Elza menyebut proses penjemputan, isolasi komunikasi, hingga penetapan tersangka terhadap Sony berjalan sangat janggal dan terburu-buru.
Elza mengisahkan, peristiwa bermula pada Rabu pagi ketika Sony mendadak dijemput oleh petugas Kejaksaan tanpa dibekali surat tugas resmi maupun kejelasan status hukumnya.
Sadar ada yang tidak beres, Sony langsung meminta keluarganya menghubungi Elza untuk meminta pendampingan hukum.
Elza yang bergerak cepat langsung tiba di lobi Jampidsus Kejaksaan Agung sekitar pukul 10.30 WIB untuk menyerahkan surat kuasa.
Baca juga: Sonny Sonjaya Tunjuk Elza Syarief Jadi Kuasa Hukum Usai Jadi Tersangka Kasus Korupsi MBG
Namun, alih-alih diizinkan mendampingi proses pemeriksaan, Elza justru tertahan di lobi luar selama berjam-jam dengan dalih pemeriksaan belum siap.
Di tengah situasi tersebut, bergabung pula kuasa hukum dari kantor Krisna Murti serta perwakilan hukum bentukan KSP yang dipimpin oleh Brigjen Pol. Erwin untuk mendampingi Sony.
Sayangnya, akses komunikasi dengan klien tetap ditutup rapat oleh pihak penyidik.
Kejutan terjadi pada pukul 17.00 WIB ketika Sony Sonjaya diturunkan dari ruang pemeriksaan bersama tersangka lain, Dadang Hindayana dan Lodewyk Pusung.

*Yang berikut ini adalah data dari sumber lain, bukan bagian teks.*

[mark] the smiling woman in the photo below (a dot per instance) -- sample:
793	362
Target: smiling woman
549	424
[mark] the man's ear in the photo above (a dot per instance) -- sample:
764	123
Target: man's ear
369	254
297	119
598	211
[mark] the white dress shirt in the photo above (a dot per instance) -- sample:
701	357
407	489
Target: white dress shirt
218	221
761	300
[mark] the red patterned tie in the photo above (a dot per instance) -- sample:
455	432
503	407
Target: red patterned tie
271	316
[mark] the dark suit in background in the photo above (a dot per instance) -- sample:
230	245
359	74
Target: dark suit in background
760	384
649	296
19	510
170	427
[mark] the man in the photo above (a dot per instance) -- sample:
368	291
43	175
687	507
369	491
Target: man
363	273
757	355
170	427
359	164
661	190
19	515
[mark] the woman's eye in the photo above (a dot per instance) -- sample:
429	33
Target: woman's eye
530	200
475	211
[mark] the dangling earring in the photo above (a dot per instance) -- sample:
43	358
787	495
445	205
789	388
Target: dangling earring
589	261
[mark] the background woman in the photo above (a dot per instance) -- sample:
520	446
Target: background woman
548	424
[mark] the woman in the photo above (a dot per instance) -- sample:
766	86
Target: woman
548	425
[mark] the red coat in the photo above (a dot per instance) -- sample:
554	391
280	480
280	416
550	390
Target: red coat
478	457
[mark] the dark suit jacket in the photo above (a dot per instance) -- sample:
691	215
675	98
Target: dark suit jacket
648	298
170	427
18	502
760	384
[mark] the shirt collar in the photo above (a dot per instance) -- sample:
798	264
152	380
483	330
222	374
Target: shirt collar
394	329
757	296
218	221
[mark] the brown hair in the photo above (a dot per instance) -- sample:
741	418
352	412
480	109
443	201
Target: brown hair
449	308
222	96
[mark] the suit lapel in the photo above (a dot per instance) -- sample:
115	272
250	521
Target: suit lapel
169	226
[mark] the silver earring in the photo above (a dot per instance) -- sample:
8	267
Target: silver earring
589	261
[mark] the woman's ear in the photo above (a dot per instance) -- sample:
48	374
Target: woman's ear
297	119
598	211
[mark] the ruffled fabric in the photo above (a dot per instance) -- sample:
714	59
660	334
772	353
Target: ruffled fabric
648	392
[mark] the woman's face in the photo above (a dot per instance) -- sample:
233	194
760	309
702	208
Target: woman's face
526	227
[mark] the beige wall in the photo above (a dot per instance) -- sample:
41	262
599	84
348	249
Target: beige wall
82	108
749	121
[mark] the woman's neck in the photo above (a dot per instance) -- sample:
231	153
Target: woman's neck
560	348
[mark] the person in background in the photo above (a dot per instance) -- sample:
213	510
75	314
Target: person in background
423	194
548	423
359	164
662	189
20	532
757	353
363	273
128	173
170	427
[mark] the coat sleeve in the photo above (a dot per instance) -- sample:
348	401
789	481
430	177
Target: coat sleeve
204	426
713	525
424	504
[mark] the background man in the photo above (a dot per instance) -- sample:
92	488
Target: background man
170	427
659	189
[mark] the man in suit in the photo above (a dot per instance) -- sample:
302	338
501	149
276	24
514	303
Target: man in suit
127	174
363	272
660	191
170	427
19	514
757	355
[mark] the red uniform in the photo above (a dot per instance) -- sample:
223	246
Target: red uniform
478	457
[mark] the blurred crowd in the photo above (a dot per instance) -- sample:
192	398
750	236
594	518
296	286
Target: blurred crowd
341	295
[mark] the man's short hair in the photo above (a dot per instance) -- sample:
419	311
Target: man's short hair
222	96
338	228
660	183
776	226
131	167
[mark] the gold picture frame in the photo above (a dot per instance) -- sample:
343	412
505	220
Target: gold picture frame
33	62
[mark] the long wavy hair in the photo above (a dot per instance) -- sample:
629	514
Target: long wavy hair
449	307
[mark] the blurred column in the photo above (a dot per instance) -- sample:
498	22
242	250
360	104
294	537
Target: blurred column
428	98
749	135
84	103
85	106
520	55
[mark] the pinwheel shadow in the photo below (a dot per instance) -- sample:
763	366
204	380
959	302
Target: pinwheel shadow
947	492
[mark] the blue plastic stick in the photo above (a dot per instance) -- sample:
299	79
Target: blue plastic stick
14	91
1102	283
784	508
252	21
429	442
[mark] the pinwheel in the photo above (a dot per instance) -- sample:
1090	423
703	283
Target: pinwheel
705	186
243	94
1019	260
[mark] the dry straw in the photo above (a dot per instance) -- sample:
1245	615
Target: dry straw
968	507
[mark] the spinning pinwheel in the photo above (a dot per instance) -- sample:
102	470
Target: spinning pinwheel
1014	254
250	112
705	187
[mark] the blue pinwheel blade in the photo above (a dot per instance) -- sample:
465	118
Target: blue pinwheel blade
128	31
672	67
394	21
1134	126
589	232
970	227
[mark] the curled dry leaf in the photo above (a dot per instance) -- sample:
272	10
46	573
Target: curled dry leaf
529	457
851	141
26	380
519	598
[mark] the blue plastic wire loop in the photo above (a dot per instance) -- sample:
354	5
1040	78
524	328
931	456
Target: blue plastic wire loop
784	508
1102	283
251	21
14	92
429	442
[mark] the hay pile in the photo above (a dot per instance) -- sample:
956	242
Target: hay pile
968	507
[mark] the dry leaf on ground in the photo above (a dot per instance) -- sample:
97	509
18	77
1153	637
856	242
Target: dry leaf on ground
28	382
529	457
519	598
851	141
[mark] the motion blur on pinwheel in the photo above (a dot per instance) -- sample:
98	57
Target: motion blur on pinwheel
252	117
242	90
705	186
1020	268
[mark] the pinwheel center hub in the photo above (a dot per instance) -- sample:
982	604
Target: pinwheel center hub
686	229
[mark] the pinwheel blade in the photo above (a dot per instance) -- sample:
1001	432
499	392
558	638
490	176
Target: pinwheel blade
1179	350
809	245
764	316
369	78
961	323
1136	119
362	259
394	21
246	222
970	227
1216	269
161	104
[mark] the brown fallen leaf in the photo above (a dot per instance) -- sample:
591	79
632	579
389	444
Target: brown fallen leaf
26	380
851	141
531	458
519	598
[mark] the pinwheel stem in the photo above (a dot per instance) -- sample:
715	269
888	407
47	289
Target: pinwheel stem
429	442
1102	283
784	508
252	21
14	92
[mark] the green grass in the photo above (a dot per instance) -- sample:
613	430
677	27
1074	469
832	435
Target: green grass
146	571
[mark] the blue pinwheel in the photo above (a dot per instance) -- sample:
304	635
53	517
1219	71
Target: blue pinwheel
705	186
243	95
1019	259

Sony langsung dibawa ke Rumah Tahanan Salemba cabang Kejaksaan Agung.
Kejanggalan tidak berhenti di situ. Saat Elza akhirnya berhasil menemui Sony di dalam rutan pada malam hari, Sony mengadu dalam kondisi sangat lelah secara fisik dan mental.
Sony mengaku diisolasi dari pengacara pilihannya sendiri dan diarahkan oleh penyidik untuk menandatangani surat kuasa baru kepada seorang pengacara muda bernama Situmorang, demi mempercepat proses administrasi penahanan.
"Pak Sony bilang ke saya bahwa dia sangat capek dan tertekan karena tidak diberi kesempatan menemui saya selaku pengacaranya. Sebagai pensiunan polisi, dia sangat paham hak-hak hukumnya dilanggar," ungkap Elza.
Lebih jauh, Elza menemukan adanya potensi benturan kepentingan (conflict of interest) yang besar.
Pengacara bernama Situmorang yang sempat disodorkan kepada Sony di dalam rutan ternyata merupakan kuasa hukum resmi dari tersangka lain
dalam kasus yang sama, yaitu Dadang Hindayana.
Mengetahui hal tersebut, Sony secara tegas menolak menandatangani surat kuasa itu dan menyatakan hanya menggunakan jasa hukum Elza Syarief dan Krisna Murti.